If even one of every thousand guests to a national park ended-up inadvertently killing a young animal or rare plant it would be impossible to keep publicly accessible parks open, instead land would be shut down to public access. This might not seem all that terrible but think a bout it.

If ALL national parks were shut down and became inaccessible preservation, how successful would they be?

Not very. Not only would public opinion be unfavourable or unsupported, but we are at a point where we as a society really cannot afford to live in a world where fragments of ‘true nature’ are isolated from us.

Water cycles through the planet endlessly; our synthetics will reach those isolated fragments.

Air is ever-moving around the planet; our synthetics will reach those isolated fragments too.

Not only thus, but we humans ARE a part of nature and to isolate ourselves from it is just as dangerous as any other option. Education would be impossible without seeing and interacting though being so hands on and ‘hero’ like is NOT the same as ‘interaction’ with nature.

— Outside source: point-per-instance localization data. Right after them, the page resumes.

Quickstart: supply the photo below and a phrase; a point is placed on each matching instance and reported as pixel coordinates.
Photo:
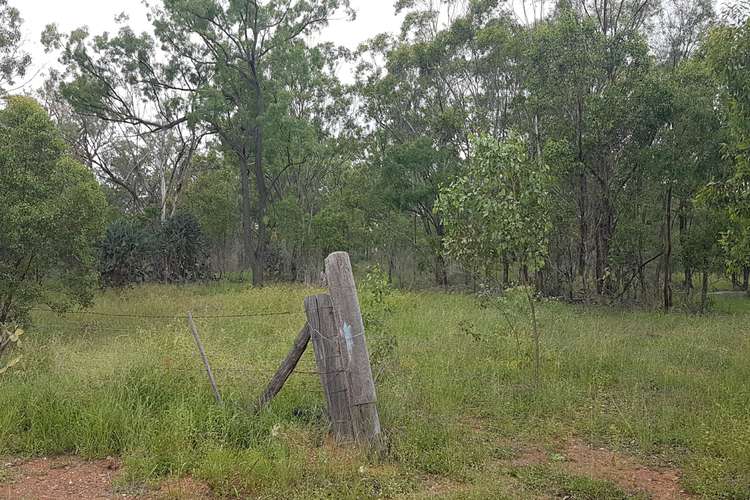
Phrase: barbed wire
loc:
(175, 316)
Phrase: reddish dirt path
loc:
(625, 471)
(64, 478)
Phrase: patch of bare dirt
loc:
(625, 471)
(598, 463)
(64, 478)
(439, 487)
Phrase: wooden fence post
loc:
(285, 370)
(204, 358)
(351, 329)
(331, 365)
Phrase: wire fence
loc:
(227, 362)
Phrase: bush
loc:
(134, 252)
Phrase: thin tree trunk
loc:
(704, 292)
(246, 213)
(668, 252)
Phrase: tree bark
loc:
(259, 262)
(246, 212)
(704, 292)
(668, 251)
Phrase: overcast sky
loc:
(373, 17)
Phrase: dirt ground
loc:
(598, 463)
(63, 478)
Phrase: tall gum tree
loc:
(211, 63)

Another issues of course is that isolating fragments of nature behind fences is dangerous to genetic flow. Already all over the world (Europe especially) land masses are fragmented by urban infrastructure and leaves many flora and fauna in a spiral of limited populations because they have nowhere to go, no means to jump between patches of habitat, no corridors and no options. Isolating and absolutely irradiating the spread of flora and fauna isn’t going to work.

Allowing a culture where we feel duty bound to personally interfere with the world around us, without contemplation or planning is dangerous, and will eventually lead to irrevocable damage to out planet.

We cannot wait to take environmental action this is true, but a few years, a few months, a few weeks, hell, even a few SECONDS of extra consideration as to WHY and HOW you’re taking action could save not only an entire population, but a single creature’s life; maybe even yours.

So, to end. Do I think that the North American Hero Complex is a danger to environmentalism?

Yes. Our fast and loud attitude to solving problems in our environment (including and certainly not limited to police work, and firefighting) is leading to premature death and premature actions and implementation and it’s not working, and won’t work any longer. I think we need to keep asking WHY we want to act so fast when a band-aid solution usually leads to an unnecessary death or injury.

And the next one to suffer will be the planet.